While interning at Levine/Leavitt, I had the opportunity to interview the Mingarro brothers, Juan and Alejandro, of Brosmind studio. I was eager and excited to learn more about the brothers behind the optimistic, colorful, and original style of illustration that Brosmind creates. From their studio in Barcelona, the quirky duo discussed with me different aspects of being a working illustrator and running Brosmind. It was a pleasure to talk with the brothers about their work, and I was able to learn a lot from them about being a working artist in their field.
Do you find that you have less time to work on personal projects since your work has become more popular and more people are looking to hire you?

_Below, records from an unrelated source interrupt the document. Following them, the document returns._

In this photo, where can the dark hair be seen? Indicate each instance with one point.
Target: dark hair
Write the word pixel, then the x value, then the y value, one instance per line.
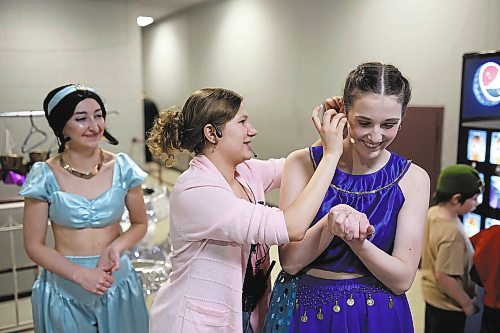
pixel 176 130
pixel 440 197
pixel 60 113
pixel 374 77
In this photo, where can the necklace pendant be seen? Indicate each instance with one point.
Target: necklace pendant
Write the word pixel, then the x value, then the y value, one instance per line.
pixel 79 174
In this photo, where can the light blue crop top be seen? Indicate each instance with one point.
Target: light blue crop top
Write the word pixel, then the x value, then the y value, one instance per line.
pixel 75 211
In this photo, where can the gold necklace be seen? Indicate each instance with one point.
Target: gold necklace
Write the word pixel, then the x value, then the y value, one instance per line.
pixel 79 174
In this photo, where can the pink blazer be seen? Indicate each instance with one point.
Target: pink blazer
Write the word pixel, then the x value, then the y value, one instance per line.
pixel 211 231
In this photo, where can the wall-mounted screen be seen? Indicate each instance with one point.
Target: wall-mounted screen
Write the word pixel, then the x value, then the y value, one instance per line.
pixel 480 196
pixel 480 86
pixel 495 148
pixel 476 145
pixel 495 192
pixel 472 224
pixel 488 222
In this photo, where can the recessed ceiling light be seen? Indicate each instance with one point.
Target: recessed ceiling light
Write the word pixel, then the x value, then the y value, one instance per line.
pixel 143 21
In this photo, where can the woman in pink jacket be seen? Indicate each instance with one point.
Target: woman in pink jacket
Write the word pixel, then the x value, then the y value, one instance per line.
pixel 217 211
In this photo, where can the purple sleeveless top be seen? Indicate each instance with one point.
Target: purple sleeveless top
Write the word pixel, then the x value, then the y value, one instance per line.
pixel 377 195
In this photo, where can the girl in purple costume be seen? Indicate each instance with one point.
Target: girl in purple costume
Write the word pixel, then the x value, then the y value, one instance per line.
pixel 330 282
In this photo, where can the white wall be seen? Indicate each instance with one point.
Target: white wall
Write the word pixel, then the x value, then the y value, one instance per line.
pixel 45 44
pixel 285 56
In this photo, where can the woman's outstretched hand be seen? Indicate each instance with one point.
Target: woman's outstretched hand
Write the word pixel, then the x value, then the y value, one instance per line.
pixel 330 129
pixel 336 103
pixel 349 224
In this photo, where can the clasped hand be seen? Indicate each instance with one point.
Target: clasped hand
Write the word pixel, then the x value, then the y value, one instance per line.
pixel 349 224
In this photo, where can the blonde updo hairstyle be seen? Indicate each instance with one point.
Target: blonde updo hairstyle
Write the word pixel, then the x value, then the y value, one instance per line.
pixel 176 130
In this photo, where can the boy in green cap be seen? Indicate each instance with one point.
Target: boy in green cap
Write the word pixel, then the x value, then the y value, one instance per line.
pixel 448 290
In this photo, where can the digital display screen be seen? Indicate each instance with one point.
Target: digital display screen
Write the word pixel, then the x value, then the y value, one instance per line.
pixel 480 86
pixel 495 148
pixel 488 222
pixel 476 145
pixel 495 192
pixel 480 196
pixel 472 224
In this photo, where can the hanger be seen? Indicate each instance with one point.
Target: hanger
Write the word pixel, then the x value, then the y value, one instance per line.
pixel 33 130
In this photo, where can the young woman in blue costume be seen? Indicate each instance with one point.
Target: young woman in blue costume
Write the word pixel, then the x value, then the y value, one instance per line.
pixel 331 283
pixel 86 283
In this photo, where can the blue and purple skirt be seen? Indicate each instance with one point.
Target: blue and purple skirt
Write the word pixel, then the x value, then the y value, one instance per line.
pixel 309 304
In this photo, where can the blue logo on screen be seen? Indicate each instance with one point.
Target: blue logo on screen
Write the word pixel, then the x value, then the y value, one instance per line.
pixel 486 85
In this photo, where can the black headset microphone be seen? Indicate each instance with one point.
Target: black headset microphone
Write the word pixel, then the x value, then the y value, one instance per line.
pixel 218 133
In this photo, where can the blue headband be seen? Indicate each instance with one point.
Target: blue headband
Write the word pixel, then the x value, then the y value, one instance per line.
pixel 65 92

Juan Mingarro: “Well, the good thing about getting more popular is that you can actually really choose the clients, or you can really say yes or no, and the projects are usually bigger. That gives you a little bit of extra time to do your stuff. The good thing about getting a really defined style, or a kind of a brand, is that the projects that you get are really close to personal projects.”
Did it take time and practice to be able to draw in the same exact style as each other, or did it just happen naturally?
Juan Mingarro: “In the beginning, we had to put in an effort…We started learning from the other, until a new style appeared. We started learning from the other the things that could be better, so at the end something new appeared. It took us a few months, or maybe a year, to create the Brosmind style.”
Alejandro Mingarro: “Technically, we had to learn from each other, because I was maybe not as good as him drawing characters, or he was not as good at another thing, so technically we really had to put in an effort to find the line, the Brosmind line. But more importantly, there was the concept behind that. Of course we had differences of opinion, but if you were to tell us to draw a pizza now, we will draw it probably the same way. We kind of have the same background.”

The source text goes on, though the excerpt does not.